C’était une annonce très attendue à Québec. Le site de l’ancienne église Saint-Vincent-de-Paul laissera place à un projet d’habitation de 151 logements, financé par le programme Maison Canada. L’annonce a été faite conjointement par plusieurs ministres des différents paliers de gouvernement. Le projet s’élève à 55,7 millions de dollars.
Julie-Anne Perreault
Près de 15 ans après la démolition de l’église Saint-Vincent-de-Paul, une page se tourne dans le paysage urbain de Québec. Le projet annoncé hier est le tout premier à être financé par le gouvernement du Canada dans la province. Il comprend un CPE et une série de logements de deux pièces ou plus, afin d’y accueillir des familles.
« Après une attente de près de quatre décennies, ce site stratégique situé aux portes du Vieux-Québec, joyau de l’UNESCO, ne sera plus un espace vacant, mais un milieu de vie dynamique et inclusif pour les résidents de Saint-Jean-Baptiste. »

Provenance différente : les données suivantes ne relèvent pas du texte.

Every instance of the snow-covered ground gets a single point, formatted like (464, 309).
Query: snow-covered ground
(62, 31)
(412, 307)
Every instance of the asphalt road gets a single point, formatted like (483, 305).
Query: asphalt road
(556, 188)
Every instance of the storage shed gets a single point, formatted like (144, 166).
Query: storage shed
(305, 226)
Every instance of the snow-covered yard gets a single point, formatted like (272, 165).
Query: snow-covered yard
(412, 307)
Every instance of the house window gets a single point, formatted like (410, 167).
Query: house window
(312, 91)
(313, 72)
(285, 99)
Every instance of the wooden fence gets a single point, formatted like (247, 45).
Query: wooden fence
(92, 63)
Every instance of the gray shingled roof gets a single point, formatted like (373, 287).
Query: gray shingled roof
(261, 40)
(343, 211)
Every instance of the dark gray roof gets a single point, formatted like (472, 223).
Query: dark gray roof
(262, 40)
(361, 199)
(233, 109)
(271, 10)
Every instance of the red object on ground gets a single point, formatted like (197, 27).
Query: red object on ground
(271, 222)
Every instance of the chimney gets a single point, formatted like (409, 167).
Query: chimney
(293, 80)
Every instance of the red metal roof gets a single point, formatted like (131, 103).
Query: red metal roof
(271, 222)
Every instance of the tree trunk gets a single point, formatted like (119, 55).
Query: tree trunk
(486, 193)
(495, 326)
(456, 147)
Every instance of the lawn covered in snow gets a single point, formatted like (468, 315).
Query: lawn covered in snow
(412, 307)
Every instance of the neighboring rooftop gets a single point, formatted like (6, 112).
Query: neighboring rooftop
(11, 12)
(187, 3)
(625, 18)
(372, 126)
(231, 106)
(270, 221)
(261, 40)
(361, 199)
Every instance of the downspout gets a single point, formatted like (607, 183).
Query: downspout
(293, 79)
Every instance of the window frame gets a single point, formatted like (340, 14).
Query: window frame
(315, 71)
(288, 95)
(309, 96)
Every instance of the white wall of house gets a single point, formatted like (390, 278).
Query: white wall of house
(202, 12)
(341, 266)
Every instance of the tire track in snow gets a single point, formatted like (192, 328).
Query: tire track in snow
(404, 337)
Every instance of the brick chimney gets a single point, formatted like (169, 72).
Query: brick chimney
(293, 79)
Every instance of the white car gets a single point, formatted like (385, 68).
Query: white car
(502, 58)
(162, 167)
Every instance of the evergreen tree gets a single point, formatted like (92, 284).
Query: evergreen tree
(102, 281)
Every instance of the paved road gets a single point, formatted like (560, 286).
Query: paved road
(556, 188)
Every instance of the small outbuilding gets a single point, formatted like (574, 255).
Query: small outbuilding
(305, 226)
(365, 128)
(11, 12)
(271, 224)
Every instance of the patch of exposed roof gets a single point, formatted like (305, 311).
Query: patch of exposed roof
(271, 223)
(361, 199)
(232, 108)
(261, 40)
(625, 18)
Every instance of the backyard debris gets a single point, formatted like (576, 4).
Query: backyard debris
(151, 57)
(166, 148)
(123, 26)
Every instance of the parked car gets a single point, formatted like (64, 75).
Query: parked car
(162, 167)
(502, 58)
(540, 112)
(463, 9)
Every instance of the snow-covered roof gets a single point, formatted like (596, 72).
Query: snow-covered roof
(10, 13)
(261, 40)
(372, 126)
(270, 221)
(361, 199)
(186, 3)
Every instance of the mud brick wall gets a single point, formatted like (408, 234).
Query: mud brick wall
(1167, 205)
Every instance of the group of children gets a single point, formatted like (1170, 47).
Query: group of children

— Jean-Yves Duclos, député de Québec–Centre
Pour l’instant, le début de la construction est planifié pour le printemps 2027. Une période est également prévue au printemps pour décontaminer le site.
« C’est une grande victoire pour les citoyennes et les citoyens de Saint-Jean-Baptiste, qui revendiquaient depuis des décennies que ce site soit redonné à la communauté », se réjouit le maire de Québec, Bruno Marchand. « C’est aussi un geste de plus qui témoigne de notre engagement à autoriser la mise en chantier de 500 logements sociaux chaque année », ajoute-t-il.
Le projet est le fruit d’une collaboration entre la Fédération des coopératives d’habitation du Québec, le Comité populaire Saint-Jean-Baptiste, Action Habitation et la firme Lafond Côté.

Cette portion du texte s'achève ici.